Giant alien lightning bolts
A recent study says that lightning works the same way on Jupiter as it does here on Earth – only with about 10,000 times more energy. Storm clouds are turbulent, chaotic places, with updrafts that push water droplets aloft and downdrafts that simultaneously throw down hail and small ice particles. As these storm-tossed pieces of water and ice collide with each other, the collisions strip electrons from the water droplets. This turns the storm cloud into a giant battery with a positive charge at the top and a negative charge at the bottom.
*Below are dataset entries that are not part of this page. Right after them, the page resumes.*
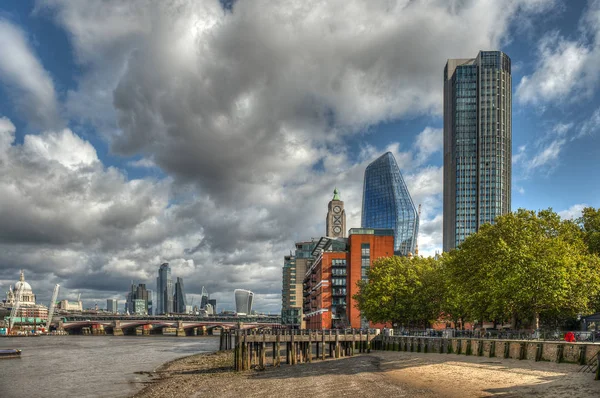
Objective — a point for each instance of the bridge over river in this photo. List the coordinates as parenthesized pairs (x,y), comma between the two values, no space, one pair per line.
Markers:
(171,325)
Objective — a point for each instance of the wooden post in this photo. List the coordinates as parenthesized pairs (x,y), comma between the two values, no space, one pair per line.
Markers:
(278,349)
(293,349)
(309,353)
(244,354)
(263,351)
(323,345)
(337,344)
(237,356)
(360,346)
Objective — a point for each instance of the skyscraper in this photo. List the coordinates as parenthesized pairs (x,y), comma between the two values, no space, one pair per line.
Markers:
(164,290)
(179,301)
(112,306)
(243,301)
(477,143)
(203,298)
(138,292)
(387,203)
(336,217)
(213,303)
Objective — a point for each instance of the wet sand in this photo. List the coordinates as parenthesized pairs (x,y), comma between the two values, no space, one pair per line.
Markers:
(379,374)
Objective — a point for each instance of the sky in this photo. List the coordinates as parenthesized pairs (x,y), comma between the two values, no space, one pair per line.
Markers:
(211,135)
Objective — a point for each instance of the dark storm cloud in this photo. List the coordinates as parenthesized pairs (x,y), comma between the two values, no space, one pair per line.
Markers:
(236,108)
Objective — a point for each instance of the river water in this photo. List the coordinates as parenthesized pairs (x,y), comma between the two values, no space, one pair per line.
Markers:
(90,366)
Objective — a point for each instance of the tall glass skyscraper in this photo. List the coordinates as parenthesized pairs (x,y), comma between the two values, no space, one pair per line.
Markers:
(243,301)
(387,203)
(164,290)
(477,143)
(179,301)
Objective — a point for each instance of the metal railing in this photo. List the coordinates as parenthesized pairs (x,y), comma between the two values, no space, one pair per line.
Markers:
(553,335)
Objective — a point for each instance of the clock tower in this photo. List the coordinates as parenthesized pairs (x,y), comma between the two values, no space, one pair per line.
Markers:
(336,217)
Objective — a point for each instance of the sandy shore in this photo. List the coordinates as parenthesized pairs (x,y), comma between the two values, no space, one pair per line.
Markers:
(379,374)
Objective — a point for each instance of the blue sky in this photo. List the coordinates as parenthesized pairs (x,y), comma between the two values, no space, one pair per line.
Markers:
(212,138)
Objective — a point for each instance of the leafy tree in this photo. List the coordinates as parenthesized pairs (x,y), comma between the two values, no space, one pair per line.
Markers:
(524,265)
(403,291)
(590,225)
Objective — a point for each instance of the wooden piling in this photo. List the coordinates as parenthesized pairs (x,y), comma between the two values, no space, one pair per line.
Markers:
(278,349)
(323,345)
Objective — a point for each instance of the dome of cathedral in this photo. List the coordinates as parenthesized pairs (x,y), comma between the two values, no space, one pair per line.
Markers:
(26,286)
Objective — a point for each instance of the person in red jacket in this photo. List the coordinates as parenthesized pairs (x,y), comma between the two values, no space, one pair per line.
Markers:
(570,337)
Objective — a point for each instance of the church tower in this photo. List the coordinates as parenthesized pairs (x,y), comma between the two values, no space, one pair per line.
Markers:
(336,217)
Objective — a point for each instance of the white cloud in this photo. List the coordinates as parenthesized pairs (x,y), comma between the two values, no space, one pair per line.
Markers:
(548,156)
(247,112)
(566,69)
(572,212)
(22,72)
(428,142)
(64,147)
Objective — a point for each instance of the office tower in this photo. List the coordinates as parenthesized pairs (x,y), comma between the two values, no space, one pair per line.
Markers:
(164,290)
(179,301)
(336,217)
(291,311)
(203,298)
(112,306)
(151,300)
(213,302)
(243,301)
(477,143)
(387,204)
(137,294)
(294,268)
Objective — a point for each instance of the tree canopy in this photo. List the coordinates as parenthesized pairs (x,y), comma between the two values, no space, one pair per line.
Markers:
(528,267)
(402,291)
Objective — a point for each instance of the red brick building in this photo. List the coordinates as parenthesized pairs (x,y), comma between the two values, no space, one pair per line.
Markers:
(338,265)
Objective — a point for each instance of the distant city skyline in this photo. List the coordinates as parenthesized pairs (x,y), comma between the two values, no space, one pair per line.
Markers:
(114,160)
(477,143)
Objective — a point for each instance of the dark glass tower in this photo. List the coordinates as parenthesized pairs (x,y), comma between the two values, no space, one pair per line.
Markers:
(477,143)
(387,204)
(164,290)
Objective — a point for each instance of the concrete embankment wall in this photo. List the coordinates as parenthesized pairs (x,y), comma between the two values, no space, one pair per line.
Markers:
(532,350)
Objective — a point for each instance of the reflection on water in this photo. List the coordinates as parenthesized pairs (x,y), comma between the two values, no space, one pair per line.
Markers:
(89,366)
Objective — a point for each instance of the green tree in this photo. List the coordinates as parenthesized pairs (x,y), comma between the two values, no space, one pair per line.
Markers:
(590,225)
(403,291)
(524,265)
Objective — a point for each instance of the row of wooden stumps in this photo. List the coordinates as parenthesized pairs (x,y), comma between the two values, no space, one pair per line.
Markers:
(225,340)
(301,346)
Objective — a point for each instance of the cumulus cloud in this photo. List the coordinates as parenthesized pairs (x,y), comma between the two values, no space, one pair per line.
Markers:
(566,68)
(428,142)
(572,212)
(247,111)
(27,83)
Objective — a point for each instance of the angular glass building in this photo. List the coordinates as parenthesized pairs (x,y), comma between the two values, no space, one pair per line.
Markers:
(243,301)
(179,300)
(164,290)
(477,143)
(387,204)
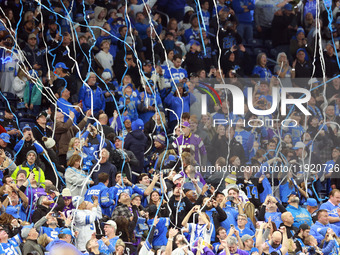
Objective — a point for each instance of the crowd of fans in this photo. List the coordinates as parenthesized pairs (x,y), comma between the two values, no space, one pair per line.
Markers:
(105,149)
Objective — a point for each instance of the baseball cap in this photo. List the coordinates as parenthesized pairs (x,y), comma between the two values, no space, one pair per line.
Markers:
(231,178)
(129,40)
(25,230)
(246,237)
(147,62)
(66,231)
(159,138)
(43,113)
(311,202)
(138,124)
(32,36)
(61,65)
(135,195)
(176,177)
(299,145)
(304,226)
(5,137)
(185,124)
(111,223)
(291,193)
(288,7)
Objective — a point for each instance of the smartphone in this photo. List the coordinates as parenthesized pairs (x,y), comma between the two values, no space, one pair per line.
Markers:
(230,198)
(99,236)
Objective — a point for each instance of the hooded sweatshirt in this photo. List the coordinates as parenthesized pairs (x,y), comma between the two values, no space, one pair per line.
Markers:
(96,22)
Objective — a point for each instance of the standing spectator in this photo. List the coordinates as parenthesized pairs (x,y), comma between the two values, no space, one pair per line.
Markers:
(105,166)
(245,17)
(136,142)
(92,95)
(75,177)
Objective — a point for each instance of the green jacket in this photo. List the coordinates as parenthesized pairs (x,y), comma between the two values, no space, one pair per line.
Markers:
(36,93)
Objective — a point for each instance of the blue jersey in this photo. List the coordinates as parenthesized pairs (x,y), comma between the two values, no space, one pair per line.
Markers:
(206,18)
(159,237)
(301,215)
(53,233)
(17,211)
(175,74)
(246,139)
(332,210)
(108,249)
(116,190)
(296,132)
(95,191)
(275,216)
(285,190)
(232,214)
(11,247)
(151,100)
(242,232)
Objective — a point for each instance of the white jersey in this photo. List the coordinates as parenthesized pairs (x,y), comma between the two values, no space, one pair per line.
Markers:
(84,223)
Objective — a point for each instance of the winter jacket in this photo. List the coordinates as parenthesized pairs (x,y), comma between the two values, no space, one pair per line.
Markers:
(97,22)
(175,104)
(64,132)
(136,142)
(40,212)
(149,100)
(242,16)
(32,245)
(39,174)
(108,168)
(95,93)
(75,181)
(32,94)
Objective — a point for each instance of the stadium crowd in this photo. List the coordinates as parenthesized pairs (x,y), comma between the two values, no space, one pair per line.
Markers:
(105,149)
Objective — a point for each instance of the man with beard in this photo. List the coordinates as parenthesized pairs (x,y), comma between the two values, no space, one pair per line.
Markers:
(322,224)
(26,144)
(299,237)
(301,215)
(215,213)
(42,209)
(120,156)
(180,206)
(251,186)
(287,221)
(332,207)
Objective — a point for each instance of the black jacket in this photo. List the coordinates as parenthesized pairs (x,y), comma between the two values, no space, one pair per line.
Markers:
(136,142)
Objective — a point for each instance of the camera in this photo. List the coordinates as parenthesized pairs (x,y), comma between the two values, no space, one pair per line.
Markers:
(230,198)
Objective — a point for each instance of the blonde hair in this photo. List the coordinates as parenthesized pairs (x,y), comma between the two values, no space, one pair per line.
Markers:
(249,210)
(43,240)
(70,145)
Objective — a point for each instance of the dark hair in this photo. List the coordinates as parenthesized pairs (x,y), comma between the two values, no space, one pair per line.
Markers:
(176,57)
(103,177)
(219,229)
(319,212)
(140,177)
(123,228)
(73,159)
(332,193)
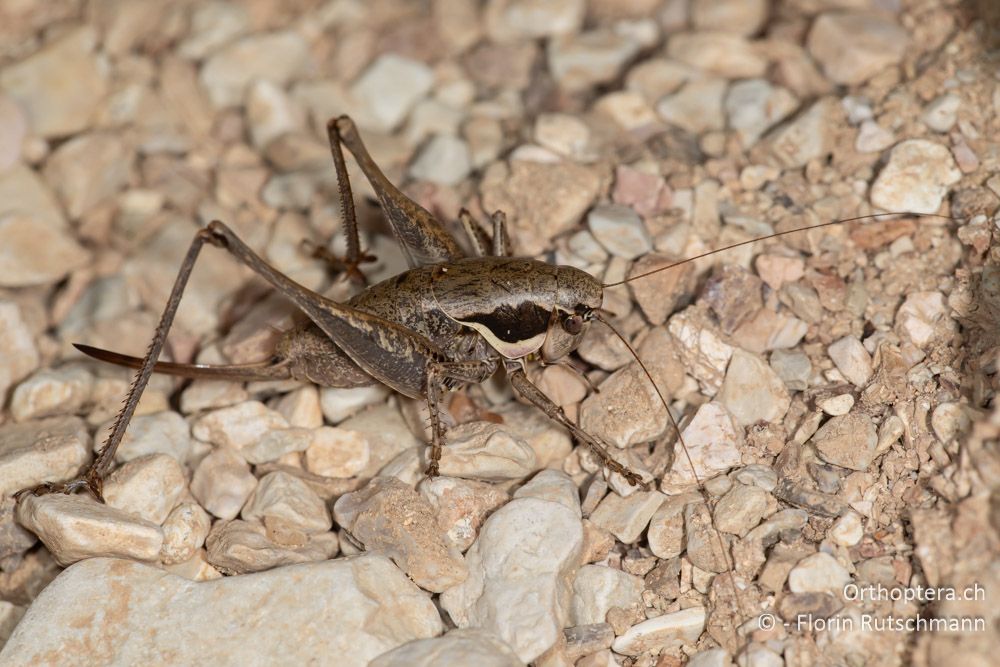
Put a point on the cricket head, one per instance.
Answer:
(578, 296)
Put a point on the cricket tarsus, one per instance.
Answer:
(265, 370)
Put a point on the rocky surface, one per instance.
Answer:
(835, 389)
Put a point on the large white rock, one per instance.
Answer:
(347, 610)
(519, 573)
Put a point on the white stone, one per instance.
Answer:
(184, 532)
(461, 646)
(596, 589)
(754, 105)
(51, 392)
(805, 137)
(486, 451)
(338, 404)
(741, 509)
(854, 46)
(270, 113)
(354, 609)
(753, 392)
(819, 572)
(60, 86)
(337, 452)
(585, 60)
(275, 57)
(280, 495)
(148, 487)
(848, 441)
(13, 130)
(33, 253)
(714, 440)
(89, 170)
(916, 177)
(627, 518)
(512, 20)
(723, 54)
(75, 527)
(942, 112)
(222, 482)
(238, 426)
(444, 160)
(461, 506)
(519, 573)
(275, 444)
(697, 107)
(743, 17)
(554, 486)
(847, 530)
(851, 359)
(389, 517)
(661, 632)
(836, 406)
(666, 527)
(159, 433)
(873, 138)
(388, 89)
(49, 450)
(620, 230)
(923, 317)
(22, 190)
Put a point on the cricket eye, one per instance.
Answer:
(573, 324)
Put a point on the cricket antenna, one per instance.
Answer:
(720, 543)
(872, 216)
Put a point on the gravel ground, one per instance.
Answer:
(835, 388)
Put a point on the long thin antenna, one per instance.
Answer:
(872, 216)
(730, 567)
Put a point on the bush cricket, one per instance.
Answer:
(450, 320)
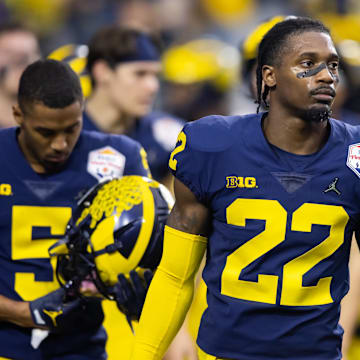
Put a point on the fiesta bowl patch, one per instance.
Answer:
(105, 162)
(353, 159)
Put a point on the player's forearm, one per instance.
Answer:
(170, 294)
(16, 312)
(162, 316)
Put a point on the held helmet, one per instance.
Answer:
(117, 226)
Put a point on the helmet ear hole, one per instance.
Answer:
(117, 226)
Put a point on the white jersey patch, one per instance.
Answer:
(353, 159)
(166, 131)
(106, 162)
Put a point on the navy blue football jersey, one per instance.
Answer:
(35, 209)
(282, 224)
(157, 133)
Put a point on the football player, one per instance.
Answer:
(124, 65)
(47, 163)
(274, 198)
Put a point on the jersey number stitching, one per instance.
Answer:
(293, 293)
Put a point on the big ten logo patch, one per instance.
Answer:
(248, 182)
(5, 190)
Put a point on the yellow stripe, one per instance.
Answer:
(146, 227)
(62, 52)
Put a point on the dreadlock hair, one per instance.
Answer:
(274, 45)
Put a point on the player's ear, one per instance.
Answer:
(101, 72)
(18, 114)
(269, 77)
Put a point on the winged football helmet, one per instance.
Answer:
(117, 226)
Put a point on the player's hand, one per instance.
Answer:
(52, 312)
(182, 347)
(130, 293)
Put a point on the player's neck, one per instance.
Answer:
(294, 134)
(106, 116)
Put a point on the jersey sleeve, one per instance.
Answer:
(137, 163)
(191, 160)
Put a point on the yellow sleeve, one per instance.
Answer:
(169, 295)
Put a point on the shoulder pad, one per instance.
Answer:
(212, 133)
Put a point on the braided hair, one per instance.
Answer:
(275, 43)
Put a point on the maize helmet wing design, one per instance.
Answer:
(117, 226)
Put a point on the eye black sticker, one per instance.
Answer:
(311, 72)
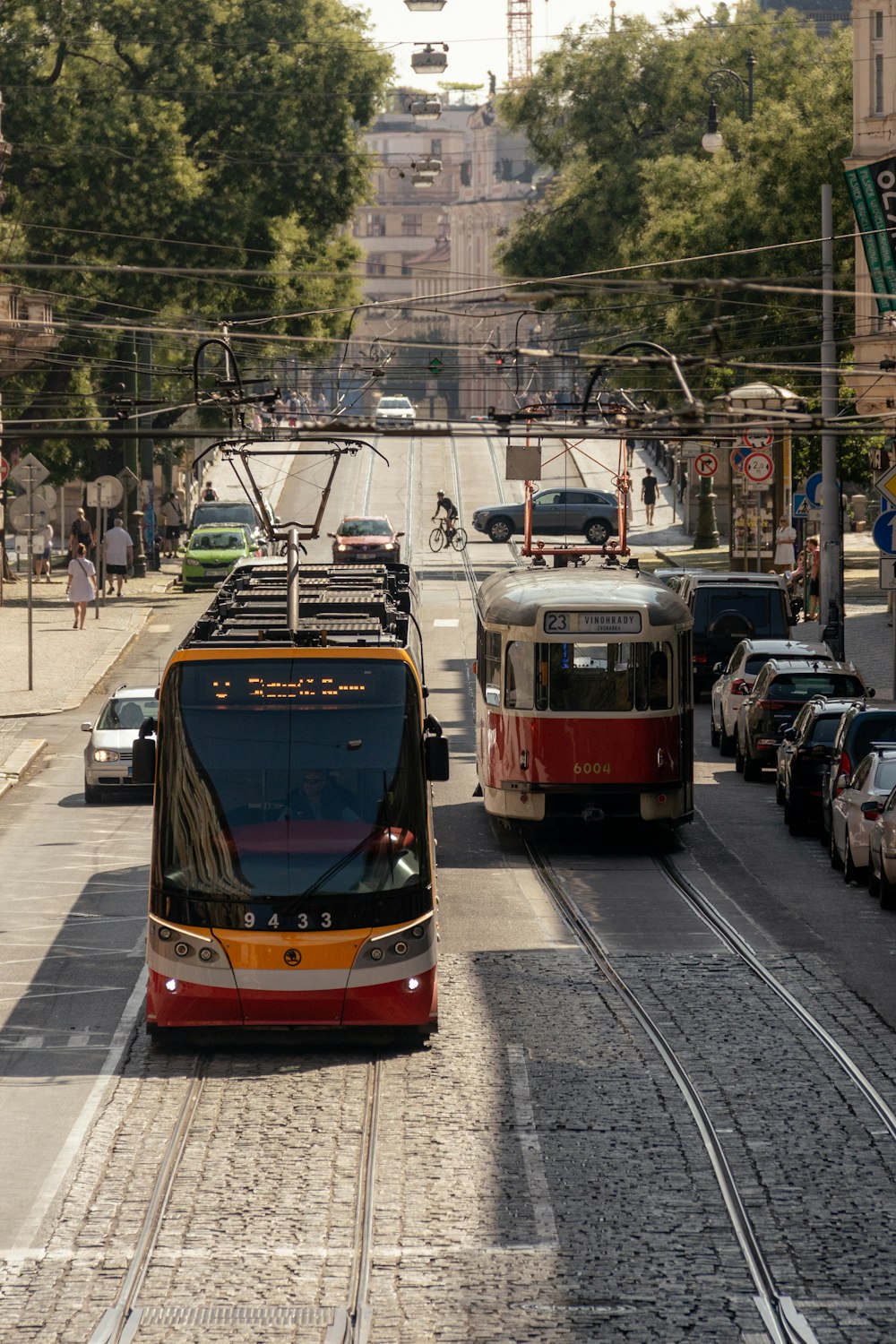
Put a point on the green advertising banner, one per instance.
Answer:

“When the strength of the charge overcomes the insulating properties of the atmosphere, ZZZ-ZAP!” as the National Oceanic and Atmospheric Administration (NOAA) puts it.
Lightning is jagged and bifurcated because the energy travels in a series of short spikes that often follow a zigzag path instead of a long, smooth jump from cloud to cloud. This is because the energy that is released in lightning tends to follow the easiest path from a negatively charged region to a positively charged one. Scientists have known for years that lightning behaves this way here on Earth, and data from the Juno’s Waves instrument recently showed that it does the same in Jupiter’s clouds, which are made of a mixture of water and ammonia (rather than mostly water like clouds on the ground).
But there are some big differences. Here on Earth, most lightning occurs near the equator, but on Jupiter, lightning mostly occurs in storms at higher latitudes. The gas giant’s largest and best-known storm, the 10,000-mile-wide Great Red Spot, appears to be just wind and no lightning. Scientists who study alien weather aren’t yet sure exactly why this is, but it’s one of the mysteries Juno may eventually help solve.
Our stormy solar system
Jupiter was the first planet besides Earth to be found to have lightning. NASA’s Voyager 1 spacecraft detected the telltale radio signals of lightning in Jupiter’s vast storms during its flyby of the gas giant in 1979, and since then a series of spacecraft have studied Jupiter’s lightning in more detail.
The gas giant isn’t the only other world with lightning bolts. Saturn and Uranus definitely have lightning to add an ominous atmosphere to their storms. Mars probably doesn’t, as its atmosphere is too thin, but the jury’s still out; the Mars Global Surveyor satellite has spotted some bright flashes in Martian dust storms that could be lightning or something. Saturn’s moon Titan also likely lacks lightning because the chemicals that make up its atmosphere may not lose electrons in the same way that water molecules do. However, the planners of the upcoming Dragonfly mission are taking precautions just in case. Venus and Neptune are also still completely open questions.